Cormac McCarthy's Heart of Darkness
As part of my 100-novels reading project, I've selected Blood Meridian by Cormac McCarthy as my 31st read.
As the back cover material notes, this novel unfolds the story of a 14-year-old boy known only as The Kid, and his journey into the dark and bizarre world of westward frontier expansion in the 1850s; the novel specifically chronicles incidents on the Texas-Mexico border. The Kid encounters a variety of violence on the frontier, including a massacre of a Texan militia by the Comanche, and joining a motley crew of mostly white scalphunters.

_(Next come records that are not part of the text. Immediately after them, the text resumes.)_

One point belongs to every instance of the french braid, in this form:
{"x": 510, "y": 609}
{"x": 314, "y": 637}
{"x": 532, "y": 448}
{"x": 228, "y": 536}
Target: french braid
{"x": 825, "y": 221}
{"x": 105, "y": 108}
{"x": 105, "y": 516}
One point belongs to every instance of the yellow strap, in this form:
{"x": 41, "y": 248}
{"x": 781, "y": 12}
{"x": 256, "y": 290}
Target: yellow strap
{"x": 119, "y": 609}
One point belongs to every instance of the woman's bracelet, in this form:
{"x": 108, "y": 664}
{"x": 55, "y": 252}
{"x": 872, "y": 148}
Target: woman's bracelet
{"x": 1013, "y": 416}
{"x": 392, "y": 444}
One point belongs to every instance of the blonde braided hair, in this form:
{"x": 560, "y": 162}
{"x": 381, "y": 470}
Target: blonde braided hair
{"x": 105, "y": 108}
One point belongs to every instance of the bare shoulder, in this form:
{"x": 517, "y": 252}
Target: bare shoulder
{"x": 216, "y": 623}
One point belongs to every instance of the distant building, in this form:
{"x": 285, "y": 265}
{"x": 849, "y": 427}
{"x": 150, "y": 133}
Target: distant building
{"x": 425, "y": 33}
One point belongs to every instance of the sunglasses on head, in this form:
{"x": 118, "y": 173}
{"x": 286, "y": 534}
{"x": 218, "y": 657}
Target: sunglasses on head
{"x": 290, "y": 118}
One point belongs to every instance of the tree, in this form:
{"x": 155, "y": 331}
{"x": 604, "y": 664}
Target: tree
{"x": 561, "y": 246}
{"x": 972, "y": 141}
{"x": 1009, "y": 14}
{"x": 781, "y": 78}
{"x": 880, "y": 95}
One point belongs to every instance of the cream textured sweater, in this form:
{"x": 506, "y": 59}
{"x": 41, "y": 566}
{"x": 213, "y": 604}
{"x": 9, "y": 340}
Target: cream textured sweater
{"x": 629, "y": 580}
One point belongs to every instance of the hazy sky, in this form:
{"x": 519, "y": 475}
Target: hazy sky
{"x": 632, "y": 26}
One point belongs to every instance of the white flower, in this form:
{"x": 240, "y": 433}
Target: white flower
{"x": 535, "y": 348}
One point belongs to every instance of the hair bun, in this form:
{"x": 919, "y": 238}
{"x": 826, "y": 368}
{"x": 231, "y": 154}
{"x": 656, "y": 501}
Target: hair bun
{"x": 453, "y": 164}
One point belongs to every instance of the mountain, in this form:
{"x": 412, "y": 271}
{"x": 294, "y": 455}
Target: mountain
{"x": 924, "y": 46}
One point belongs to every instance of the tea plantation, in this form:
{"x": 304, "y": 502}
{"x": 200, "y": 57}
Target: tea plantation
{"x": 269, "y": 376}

The more I read of McCarthy, the more I think of him as a latter-day Conrad. Blood Meridian is an early novel of McCarthy's, but like No Country for Old Men, it explores the human heart of darkness, fully apocalyptic and scarily prophetic. In Blood Meridian there seems to be a Kurtz figure in the scalphunter's leader Judge Holden, and my guess is, as I read, that the Kid is Marlow.
Published in 1985, the novel treads on the heels of the film Apocalypse Now, another exploration of the heart of darkness. There are images in the novel that remind me of that film as well. One of the scalphunters wears a necklace of shriveled human ears, and this reminds me of stories I've heard about soldiers collecting such morbid trophies in war, and I think there may be a scene either in Apocalypse Now, or perhaps Platoon, in which an American soldier collects the ears from his kills.
I'm only 100 pages into the novel, and true to McCarthy, there has been plenty of bloodshed.
I was also chilled by this prophetic line uttered early in the novel by the captain of the Texan militia that goes on a mission to take back Mexico (the novel of course is set vaguely around the end of the Mexican-American War): "'We are to be the instruments of liberation in a dark and troubled land.'"
The captain later leads his expedition into a trap and all but a few, including The Kid, are mercilessly slaughtered by the Comanche. Such a brutal evocation of the dangers of American imperialism. Sadly evocative and prophetic of our present darkness, as well.